Scientific Reports (Jul 2024)
Investigating copy number variants in schizophrenia pedigrees using a new consensus pipeline called PECAN
Abstract
Abstract Copy number variants (CNVs) have been implicated in many human diseases, including psychiatric disorders. Whole genome sequencing offers advantages in CNV calling compared to previous array-based methods. Here we present a robust and transparent CNV calling pipeline, PECAN (PEdigree Copy number vAriaNt calling), for short-read, whole genome sequencing data, comprised of a novel combination of four calling methods and structural variant genotyping. This method is scalable and can incorporate pedigree information to retain lower-confidence CNVs that would otherwise be discarded. We have robustly benchmarked PECAN using gold-standard CNV calls for two well-established evaluation samples, NA12878 and HG002, showing that PECAN performs with high precision and recall on both datasets, outperforming another pedigree-based CNV calling pipeline.
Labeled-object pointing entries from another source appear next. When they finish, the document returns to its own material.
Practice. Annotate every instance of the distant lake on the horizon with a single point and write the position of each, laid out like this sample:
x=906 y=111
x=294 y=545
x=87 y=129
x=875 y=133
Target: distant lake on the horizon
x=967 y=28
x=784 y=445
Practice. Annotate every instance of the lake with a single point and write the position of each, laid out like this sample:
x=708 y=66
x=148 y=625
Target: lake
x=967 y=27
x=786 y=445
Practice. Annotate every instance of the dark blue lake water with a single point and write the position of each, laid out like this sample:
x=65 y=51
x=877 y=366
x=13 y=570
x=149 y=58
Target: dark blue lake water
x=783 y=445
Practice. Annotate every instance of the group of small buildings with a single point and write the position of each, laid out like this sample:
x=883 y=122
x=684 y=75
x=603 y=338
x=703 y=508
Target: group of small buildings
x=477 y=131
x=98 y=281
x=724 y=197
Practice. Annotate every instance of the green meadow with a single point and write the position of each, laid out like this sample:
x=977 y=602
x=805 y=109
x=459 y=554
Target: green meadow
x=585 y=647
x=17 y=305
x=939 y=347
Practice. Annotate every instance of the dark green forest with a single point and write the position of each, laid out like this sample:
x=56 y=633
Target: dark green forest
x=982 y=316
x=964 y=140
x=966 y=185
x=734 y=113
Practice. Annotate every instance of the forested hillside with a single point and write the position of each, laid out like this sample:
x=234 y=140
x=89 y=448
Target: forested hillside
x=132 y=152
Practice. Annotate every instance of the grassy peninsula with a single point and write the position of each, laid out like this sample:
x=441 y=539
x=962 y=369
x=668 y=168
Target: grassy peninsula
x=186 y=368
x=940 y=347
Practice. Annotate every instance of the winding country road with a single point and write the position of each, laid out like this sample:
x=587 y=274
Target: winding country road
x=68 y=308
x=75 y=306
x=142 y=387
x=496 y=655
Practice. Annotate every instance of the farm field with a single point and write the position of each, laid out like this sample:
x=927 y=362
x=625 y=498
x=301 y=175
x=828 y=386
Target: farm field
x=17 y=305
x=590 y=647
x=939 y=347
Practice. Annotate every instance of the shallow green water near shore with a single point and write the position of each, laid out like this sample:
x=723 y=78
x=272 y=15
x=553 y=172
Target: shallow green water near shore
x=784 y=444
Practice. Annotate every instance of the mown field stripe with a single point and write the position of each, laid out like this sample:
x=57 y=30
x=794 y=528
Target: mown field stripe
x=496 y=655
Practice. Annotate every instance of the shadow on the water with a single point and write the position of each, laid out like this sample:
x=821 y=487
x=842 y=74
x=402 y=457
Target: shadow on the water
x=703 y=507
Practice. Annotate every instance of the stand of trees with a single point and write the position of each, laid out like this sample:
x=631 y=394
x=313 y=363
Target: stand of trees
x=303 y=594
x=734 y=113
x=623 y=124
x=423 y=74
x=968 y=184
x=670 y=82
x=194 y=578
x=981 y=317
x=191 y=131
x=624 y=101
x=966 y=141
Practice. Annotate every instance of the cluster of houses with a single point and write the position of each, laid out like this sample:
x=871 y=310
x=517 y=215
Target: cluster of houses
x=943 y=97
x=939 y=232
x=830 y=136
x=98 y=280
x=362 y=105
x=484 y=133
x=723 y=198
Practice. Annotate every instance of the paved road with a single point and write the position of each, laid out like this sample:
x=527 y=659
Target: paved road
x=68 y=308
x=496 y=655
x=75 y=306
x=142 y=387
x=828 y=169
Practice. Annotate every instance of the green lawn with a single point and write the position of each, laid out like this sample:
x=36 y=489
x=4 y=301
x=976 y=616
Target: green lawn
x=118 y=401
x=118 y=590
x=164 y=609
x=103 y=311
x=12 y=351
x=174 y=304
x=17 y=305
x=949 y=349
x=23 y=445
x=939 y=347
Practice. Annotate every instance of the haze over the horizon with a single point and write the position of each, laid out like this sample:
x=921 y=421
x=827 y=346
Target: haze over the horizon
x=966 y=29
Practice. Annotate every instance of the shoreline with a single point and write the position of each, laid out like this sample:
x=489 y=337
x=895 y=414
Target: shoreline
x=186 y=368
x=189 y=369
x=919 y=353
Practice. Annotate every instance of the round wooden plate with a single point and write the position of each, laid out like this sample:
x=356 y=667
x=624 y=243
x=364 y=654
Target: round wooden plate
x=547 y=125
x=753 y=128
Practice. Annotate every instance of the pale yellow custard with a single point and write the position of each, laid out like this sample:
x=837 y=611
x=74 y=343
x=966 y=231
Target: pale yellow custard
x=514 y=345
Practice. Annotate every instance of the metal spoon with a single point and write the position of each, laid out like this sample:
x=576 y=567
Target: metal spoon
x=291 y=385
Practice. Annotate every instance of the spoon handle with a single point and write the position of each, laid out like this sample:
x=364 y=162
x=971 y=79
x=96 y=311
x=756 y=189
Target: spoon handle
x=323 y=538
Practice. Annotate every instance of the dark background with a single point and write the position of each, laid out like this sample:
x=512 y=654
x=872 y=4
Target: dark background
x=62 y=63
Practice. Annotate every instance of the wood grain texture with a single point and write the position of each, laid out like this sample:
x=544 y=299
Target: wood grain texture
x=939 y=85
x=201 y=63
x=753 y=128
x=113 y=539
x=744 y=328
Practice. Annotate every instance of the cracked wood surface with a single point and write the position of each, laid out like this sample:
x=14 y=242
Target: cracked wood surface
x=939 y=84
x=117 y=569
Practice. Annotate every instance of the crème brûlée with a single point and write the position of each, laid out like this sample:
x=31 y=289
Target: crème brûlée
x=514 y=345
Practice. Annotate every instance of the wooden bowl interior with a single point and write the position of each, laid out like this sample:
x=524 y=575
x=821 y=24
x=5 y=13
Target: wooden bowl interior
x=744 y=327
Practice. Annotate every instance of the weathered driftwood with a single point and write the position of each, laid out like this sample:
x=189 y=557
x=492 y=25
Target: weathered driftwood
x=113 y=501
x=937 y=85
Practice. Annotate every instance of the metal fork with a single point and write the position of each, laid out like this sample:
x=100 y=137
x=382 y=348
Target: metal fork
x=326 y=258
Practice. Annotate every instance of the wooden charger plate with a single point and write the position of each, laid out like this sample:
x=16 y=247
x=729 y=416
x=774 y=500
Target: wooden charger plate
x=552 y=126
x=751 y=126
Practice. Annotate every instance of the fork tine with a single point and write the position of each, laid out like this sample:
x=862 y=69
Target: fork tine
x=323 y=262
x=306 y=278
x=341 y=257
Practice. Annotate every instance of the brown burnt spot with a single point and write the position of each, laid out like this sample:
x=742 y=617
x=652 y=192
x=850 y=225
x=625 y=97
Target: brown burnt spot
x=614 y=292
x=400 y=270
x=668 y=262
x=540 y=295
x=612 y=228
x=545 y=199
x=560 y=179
As part of this work, we provide a list of high-confidence gold standard CNVs for the NA12878 reference sample, curated from multiple studies. We applied PECAN to a collection of pedigrees multiply affected with schizophrenia and identified a rare deletion that perfectly co-segregates with schizophrenia in one of the pedigrees. The CNV overlaps the gene PITRM1, which has been implicated in a complex phenotype including ataxia, developmental delay, and schizophrenia-like episodes in affected adults.